Technology

Silicon Valley’s Worst Nightmare Is Ready for Her Next Act

Margrethe Vestager ends her term as EU antitrust chief this year, but she’s not ready to leave the world stage.

Vestager at a breakfast roundtable for the press at the EU House at SXSW in Austin on March 10, 2019.

Photographer: Gem Hale for Bloomberg Businessweek

South by Southwest long ago ceased to be just an annual film, tech, and music festival. The Austin conference—so popular it’s been known simply as SXSW for much of its 32 years—is now the haunt of ambitious politicians. This year, they’ve come to bash the tech giants. At one event was Democratic Senator Elizabeth Warren of Massachusetts, who promised legislation that could break up Facebook Inc. or Alphabet Co.’s Google. At another was Senator Amy Klobuchar (D-Minn.), who declared that she wants to make antitrust “cool again”—a clear swipe at the same companies. And then there was the European bureaucrat who’s won global notoriety and who probably more than almost anyone else makes U.S. technology executives quake in fear and anger: Margrethe Vestager.

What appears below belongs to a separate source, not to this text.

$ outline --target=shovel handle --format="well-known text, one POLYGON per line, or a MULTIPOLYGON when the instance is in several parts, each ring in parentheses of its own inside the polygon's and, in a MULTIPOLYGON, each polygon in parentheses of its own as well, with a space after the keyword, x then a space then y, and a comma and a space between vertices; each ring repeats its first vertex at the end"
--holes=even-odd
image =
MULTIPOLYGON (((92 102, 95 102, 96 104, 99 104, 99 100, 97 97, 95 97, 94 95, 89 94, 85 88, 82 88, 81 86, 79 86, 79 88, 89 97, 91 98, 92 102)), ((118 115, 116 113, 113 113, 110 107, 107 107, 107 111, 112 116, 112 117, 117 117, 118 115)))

No. The European Union’s commissioner for competition can’t run for the White House—though Warren and Klobuchar may envy her accomplishments. They’re only threatening to curb the internet titans; Vestager has already led an antitrust crackdown. But the Dane, whose five-year term is up this year, was clearly indicating that she wants to stay on the world stage. Usually a cautious speaker who keeps her own counsel, she was at a SXSW event on March 11 in a red satin dress and pale blue sneakers winning audiences with pointed humor. She said she eschews the kind of pantsuits that Hillary Clinton and Angela Merkel wear. “Men realize you’re a woman even if you dress like a man with a suitlike jacket and a white blouse,” she said. “So why bother? Better stay true to the value of diversity.” (Cheers from the crowd.)